The rapid growth of connectivity and the velocity of digital transformation make the region particularly vulnerable to cyberattacks. According to Internet Society’s Survey on Policy Issues in Asia-Pacific in 2018, cybersecurity is the top Internet policy concern for the region’s Internet users. While these issues require states to improve their cyber capacity maturity, cybersecurity is still an evolving sector in the region, with a visible gap between different countries.
Almost half of Asia-Pacific states have no national cybersecurity strategies. However, some of them have blueprints that cover some aspects of cybersecurity, such as digital government masterplan and some others have legal provisions on cybercrime or data privacy laws.
Our Smart Citizen Cyber Resilience research is looking into the cyber resilience posture of 14 nation-states in Asia-Pacific across different levels of commitment to cybersecurity, cyber capacity maturity, and human development. As resilience is broadly understood as the ability of a system to absorb and withstand shocks, resume operations under disruption, and recover quickly after disruptions, within the cyber domain, resilience could be understood as the capacity to recover from and adapt to the effects of adverse cyber events. While measures to evaluate national cyber resilience vary, our research is more interested in the application of the whole-of-society approach to the cyber resilience posture. Our research focuses on understanding the inclusion of civil society stakeholders which are often excluded from the national cybersecurity discourse and processes, and in the strategic level of the cyber resilience posture.

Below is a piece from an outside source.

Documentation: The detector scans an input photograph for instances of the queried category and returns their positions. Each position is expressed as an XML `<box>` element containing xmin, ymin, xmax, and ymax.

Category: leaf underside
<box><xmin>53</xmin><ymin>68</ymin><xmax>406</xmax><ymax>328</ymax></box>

We find that countries like Australia, Japan, Malaysia, New Zealand, Singapore, and South Korea are more systematic, comprehensive, and detailed in the articulation of their national cybersecurity strategies vis-à-vis defined problems and challenges. In terms of incorporating a resilience perspective in the cybersecurity strategy, Singapore, New Zealand, and the Philippines are more elaborate in describing the desired state of resilience and in defining the measures that are needed to achieve cyber resilience. Countries like Bangladesh, Japan, and Malaysia mandate all organizations in the private and public sector to develop a business continuity plan for ensuring continuous operations and provision of crucial services in the face of successful cyberattacks. Other countries identify the resilience of the critical information infrastructure, critical sectors, cyberspace ecosystem, or the nation-state as their strategic goals.
All countries under review recognize cybersecurity, and by extension, cyber resilience as the responsibility of all members of the society. However, only a few explicitly recognizes the role of civil society stakeholders and provides avenues for their participation in strengthening national cyber resilience. Some of these countries encourage third-sector organizations to participate in information sharing on cyber threats, outreach activities to promote cyber hygiene practices, evaluating cybercrime law, and joining the national incident response team. Even so, clearer defined roles and more avenues are available for the private sector who owns and operates the vast majority of national critical infrastructure, and academia.
Around the world, there is increasing recognition of the importance of broadening the scope of cybersecurity to include a resilience perspective. Operationalizing this perspective at the whole-of-society level so that all national cybersecurity stakeholders, including civil society stakeholders, can participate in building and maintaining cyber resilience is important. To achieve this, understanding national cyber resilience posture and the extent to which civil society stakeholders are considered in national cybersecurity strategies is a key starting point.